There are three other advantages of doing this. The first advantage is you can fine tune you pressure easily by tightening or loosening the grip such that it is just above the systolic pressure. Secondly, the pressure can be remained unchanged when you elevate the arm above patient’s shoulder later on. Thirdly, the run-off of the column of blood can be appreciated vividly when it fall across the palm of your grip. Actually, this is what the original fun the Victoria toy “water-hammer” designed to produce:
Again, as a self-learner now, you have to correlates it with objective measures. The objective measure for collapsing pulse is the pulse pressure. It is present when the pulse pressure is wide. But how wide is wide? A pulse pressure is wide whenever it is larger than the diastolic pressure. To maintain a constant grip throughout the procedure, I will advise you not to elevate the arm by your gripping hand. The arm is elevated by putting you right hand under patient’s elbow.

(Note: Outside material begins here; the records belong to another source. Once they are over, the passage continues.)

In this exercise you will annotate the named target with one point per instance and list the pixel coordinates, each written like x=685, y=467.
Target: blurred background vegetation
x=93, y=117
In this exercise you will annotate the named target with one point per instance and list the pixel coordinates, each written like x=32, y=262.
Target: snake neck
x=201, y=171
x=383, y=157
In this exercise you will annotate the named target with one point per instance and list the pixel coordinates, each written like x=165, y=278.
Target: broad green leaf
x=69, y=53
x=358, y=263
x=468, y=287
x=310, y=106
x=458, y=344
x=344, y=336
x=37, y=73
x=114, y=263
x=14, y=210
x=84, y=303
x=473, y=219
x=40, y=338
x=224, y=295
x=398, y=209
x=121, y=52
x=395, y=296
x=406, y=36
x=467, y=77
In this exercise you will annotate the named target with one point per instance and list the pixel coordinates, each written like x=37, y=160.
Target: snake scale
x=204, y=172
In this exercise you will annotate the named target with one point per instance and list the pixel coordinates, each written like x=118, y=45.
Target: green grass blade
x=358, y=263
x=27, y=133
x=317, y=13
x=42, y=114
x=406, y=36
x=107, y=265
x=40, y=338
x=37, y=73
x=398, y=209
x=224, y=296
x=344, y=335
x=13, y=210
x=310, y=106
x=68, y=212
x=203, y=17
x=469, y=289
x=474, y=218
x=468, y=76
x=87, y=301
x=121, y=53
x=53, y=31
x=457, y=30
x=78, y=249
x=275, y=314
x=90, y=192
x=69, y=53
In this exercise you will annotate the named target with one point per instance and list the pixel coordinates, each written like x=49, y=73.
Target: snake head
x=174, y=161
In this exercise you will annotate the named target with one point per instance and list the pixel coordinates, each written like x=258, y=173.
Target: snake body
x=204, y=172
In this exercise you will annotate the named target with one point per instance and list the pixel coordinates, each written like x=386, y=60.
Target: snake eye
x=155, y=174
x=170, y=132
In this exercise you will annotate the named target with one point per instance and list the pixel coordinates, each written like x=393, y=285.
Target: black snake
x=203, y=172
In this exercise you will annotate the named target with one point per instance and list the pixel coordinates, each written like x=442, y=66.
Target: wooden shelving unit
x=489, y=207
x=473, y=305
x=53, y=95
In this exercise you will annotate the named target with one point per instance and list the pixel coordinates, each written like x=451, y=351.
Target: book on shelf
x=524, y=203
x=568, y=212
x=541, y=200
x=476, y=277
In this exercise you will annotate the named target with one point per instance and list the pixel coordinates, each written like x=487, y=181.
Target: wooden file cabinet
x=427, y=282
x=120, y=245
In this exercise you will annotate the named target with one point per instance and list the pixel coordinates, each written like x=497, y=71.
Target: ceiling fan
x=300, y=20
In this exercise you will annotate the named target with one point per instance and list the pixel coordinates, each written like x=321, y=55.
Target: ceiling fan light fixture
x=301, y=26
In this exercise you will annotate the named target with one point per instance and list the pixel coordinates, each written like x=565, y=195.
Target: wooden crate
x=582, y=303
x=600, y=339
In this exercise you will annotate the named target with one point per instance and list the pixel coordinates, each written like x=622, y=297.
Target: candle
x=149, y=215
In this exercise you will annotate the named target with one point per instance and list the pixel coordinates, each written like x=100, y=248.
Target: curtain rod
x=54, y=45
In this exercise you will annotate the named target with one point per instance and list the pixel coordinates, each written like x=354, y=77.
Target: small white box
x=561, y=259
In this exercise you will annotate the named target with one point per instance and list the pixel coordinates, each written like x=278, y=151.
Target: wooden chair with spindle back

1) conditions with aortic run-off: AR, PDA, AP widnow, rupture of sinus of vasalva into the right chambers and arteriovenous fistula .
2) cyanotic congenital heart disease: truncus arteriosis with truncal “run-off into PA or truncal insufficiency , pulmonary atresia with bronchopulmonoray collaterals , TOF with bronchopulmonary collaterals/associated PDA/associated AR or after Blalock Taussig (BT) shunt ( systemic artery to pulmonary artery ) .
3) Hyperkinetic circulatory states: Pregnancy , anemia , thyrotoxicosis, Beriberi, fever, and Paget’s disease of the bone.